The proposed "Pharmacy Benefit Managers Act" introduces a regulatory framework for pharmacy benefit managers (PBMs) within Title 27 of the General Laws concerning insurance. Under this act, PBMs are required to obtain a valid certificate of authority from the health insurance commissioner to operate legally in the state. The bill defines key terms related to pharmacy benefit management and outlines the services provided by PBMs, including claims processing, formulary management, and the administration of prescription drug benefits.

The act mandates that PBMs submit detailed annual reports disclosing financial arrangements, including pricing discounts, rebates, and patient utilization data, thereby enhancing transparency and accountability in their operations. It establishes an application process for obtaining the certificate of authority, which requires the submission of organizational documents, financial statements, and a business plan.

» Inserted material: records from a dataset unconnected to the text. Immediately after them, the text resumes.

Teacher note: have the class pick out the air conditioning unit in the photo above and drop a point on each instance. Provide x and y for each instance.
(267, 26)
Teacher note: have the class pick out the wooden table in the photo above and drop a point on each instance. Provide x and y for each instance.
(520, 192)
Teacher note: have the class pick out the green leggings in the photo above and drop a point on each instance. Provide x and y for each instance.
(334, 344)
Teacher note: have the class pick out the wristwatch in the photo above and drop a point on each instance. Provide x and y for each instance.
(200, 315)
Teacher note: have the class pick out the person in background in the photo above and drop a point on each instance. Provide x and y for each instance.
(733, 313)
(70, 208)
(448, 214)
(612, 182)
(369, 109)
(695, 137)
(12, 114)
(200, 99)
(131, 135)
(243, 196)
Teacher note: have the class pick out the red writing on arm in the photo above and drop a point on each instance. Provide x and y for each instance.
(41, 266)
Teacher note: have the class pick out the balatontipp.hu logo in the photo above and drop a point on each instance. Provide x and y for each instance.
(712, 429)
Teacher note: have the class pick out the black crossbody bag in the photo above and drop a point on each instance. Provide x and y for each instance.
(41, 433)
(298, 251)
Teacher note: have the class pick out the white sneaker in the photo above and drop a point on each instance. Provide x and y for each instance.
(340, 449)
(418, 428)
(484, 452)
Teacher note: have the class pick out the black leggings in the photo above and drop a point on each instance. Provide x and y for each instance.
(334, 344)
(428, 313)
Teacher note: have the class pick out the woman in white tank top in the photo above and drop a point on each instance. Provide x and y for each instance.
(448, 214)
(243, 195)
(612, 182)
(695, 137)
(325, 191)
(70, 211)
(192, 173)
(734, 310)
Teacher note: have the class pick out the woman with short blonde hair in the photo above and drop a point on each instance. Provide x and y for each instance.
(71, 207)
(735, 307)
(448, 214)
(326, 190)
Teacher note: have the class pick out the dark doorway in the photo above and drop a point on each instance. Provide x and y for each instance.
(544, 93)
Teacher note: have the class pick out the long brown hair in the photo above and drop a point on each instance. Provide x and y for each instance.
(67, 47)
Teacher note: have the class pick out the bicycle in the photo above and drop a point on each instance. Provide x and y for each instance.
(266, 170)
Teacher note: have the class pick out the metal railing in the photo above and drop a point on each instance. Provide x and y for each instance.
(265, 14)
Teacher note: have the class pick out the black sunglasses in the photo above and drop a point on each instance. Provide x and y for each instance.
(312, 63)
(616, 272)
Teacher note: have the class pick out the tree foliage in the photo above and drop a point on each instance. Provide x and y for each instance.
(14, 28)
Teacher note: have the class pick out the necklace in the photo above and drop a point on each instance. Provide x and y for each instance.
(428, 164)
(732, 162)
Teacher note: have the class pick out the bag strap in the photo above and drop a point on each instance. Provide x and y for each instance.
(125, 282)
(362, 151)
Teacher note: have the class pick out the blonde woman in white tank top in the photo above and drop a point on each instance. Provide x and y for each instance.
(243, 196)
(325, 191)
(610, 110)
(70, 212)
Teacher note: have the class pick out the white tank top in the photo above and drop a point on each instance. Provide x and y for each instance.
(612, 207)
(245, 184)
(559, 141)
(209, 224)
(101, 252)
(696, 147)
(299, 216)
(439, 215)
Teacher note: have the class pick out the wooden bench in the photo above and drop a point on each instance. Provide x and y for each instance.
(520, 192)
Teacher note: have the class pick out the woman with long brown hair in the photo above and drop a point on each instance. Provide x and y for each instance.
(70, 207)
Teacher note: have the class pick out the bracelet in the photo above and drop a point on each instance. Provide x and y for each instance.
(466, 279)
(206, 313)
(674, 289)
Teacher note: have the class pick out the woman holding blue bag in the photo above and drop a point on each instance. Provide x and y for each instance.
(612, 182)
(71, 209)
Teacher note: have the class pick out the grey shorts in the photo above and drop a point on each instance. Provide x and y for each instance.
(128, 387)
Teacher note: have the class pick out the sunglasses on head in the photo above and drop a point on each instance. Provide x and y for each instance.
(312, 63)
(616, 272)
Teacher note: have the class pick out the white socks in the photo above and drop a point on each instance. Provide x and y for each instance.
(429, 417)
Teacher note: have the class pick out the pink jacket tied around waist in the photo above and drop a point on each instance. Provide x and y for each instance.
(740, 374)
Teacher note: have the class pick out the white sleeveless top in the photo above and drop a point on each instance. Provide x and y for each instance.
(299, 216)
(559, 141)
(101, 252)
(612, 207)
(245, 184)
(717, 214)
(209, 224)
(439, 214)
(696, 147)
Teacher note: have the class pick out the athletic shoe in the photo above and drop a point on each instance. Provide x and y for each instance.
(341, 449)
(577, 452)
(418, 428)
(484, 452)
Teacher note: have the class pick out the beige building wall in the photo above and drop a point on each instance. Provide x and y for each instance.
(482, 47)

The health insurance commissioner is empowered to oversee PBMs, with the authority to revoke or suspend certificates for violations, including providing materially incorrect information or engaging in fraudulent practices. Additionally, PBMs must report any administrative or criminal actions taken against them in other jurisdictions within specified timeframes.

Penalties for non-compliance include restitution and fines, which may be directed to a health insurance market integrity fund. The act is set to take effect on January 1, 2027, emphasizing the need for regulatory oversight to protect consumers and maintain market integrity in the pharmacy benefit management sector.